Within marketable real assets, the energy complex posted strong returns as crude oil (WTI) advanced 5.5%, natural gas rallied 15.4% (as measured by the Henry Hub Natural Gas Spot Price Index), and energy company stocks climbed 8.4% (as measured by the S&P Energy Index). Oil surged 10% on the final trading day of the month and energy company stocks advanced 5.1% on news that the Organization of the Petroleum Exporting Countries (OPEC) reached a deal to reduce its crude production by 1.2 million barrels per day for an initial six months, while non-OPEC producers reportedly agreed to cut an additional 600,000 barrels per day over the same period. Global crude supply is approximately 98 million barrels per day, so the agreement is expected to trim current supply by approximately 1.8%. The deal is the first in eight years and the cuts were on the high end of expectations, which largely anticipated an approximately 750,000 barrel decline. Many did not expect a deal to transpire because of the difficulty involved in determining which countries would be willing to cut production and by how much. Ultimately, Saudi Arabia agreed to cut the most (500,000 per day), while Iran, which is attempting to grow production to pre-sanction levels, was exempted from cuts. After initially resisting and not participating in any cut since 2001, Russia agreed to account for half of the cut by non-OPEC producers (600,000 per day).

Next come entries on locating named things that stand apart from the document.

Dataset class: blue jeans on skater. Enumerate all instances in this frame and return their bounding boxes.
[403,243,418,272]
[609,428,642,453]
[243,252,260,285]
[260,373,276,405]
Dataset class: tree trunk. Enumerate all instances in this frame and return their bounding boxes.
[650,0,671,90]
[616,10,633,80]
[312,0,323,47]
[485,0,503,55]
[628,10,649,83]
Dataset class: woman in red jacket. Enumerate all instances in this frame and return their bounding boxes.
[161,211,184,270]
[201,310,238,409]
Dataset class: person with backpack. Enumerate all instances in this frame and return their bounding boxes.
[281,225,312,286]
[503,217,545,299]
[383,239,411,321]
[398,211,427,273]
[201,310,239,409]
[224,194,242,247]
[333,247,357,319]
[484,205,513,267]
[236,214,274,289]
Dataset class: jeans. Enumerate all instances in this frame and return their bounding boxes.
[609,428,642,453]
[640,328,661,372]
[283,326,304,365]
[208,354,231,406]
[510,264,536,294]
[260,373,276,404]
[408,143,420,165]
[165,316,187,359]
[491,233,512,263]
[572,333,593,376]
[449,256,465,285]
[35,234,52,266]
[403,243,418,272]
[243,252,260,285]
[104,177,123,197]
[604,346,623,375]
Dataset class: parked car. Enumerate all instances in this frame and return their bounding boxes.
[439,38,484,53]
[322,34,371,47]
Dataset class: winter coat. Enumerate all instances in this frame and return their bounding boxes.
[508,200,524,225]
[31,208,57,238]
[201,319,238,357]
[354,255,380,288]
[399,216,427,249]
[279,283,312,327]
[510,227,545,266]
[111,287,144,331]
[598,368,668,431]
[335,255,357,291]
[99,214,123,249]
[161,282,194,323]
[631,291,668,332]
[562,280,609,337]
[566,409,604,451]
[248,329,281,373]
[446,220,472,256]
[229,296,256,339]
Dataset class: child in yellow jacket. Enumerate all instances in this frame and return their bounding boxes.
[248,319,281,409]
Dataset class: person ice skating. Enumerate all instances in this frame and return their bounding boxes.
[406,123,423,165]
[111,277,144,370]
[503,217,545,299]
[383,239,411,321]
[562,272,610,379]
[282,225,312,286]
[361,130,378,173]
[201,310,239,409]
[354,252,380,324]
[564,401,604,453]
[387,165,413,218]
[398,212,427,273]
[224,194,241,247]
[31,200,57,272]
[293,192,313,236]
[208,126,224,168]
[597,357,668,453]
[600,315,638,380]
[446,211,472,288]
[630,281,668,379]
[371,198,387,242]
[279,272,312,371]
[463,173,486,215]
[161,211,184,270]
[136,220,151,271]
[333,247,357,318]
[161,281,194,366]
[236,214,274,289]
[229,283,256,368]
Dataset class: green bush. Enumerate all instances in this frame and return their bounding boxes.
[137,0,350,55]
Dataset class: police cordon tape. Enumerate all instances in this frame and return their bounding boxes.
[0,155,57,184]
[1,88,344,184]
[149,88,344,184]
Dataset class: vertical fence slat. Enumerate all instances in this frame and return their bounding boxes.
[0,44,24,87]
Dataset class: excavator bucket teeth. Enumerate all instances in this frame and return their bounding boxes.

The agreement is expected to help expedite the rebalancing of the global crude market. Even without the deal, many had expected the market would rebalance in the middle of 2017—despite historically high production from Saudi Arabia, Russia, and other major producers. The deal is also expected to heighten the floor for oil prices, potentially in the high-$40 to low-$50 range. Enforcement of production quotas will likely be a challenge as, in the past, some producers have cheated after agreeing to cuts. Further, as oil prices have stabilized above $40 per barrel in the last six-plus months, certain low-cost U.S. shale producers have added production. This agreement and related higher expected oil prices may induce a further ramp-up in shale production, potentially offsetting the impact of some of the cuts.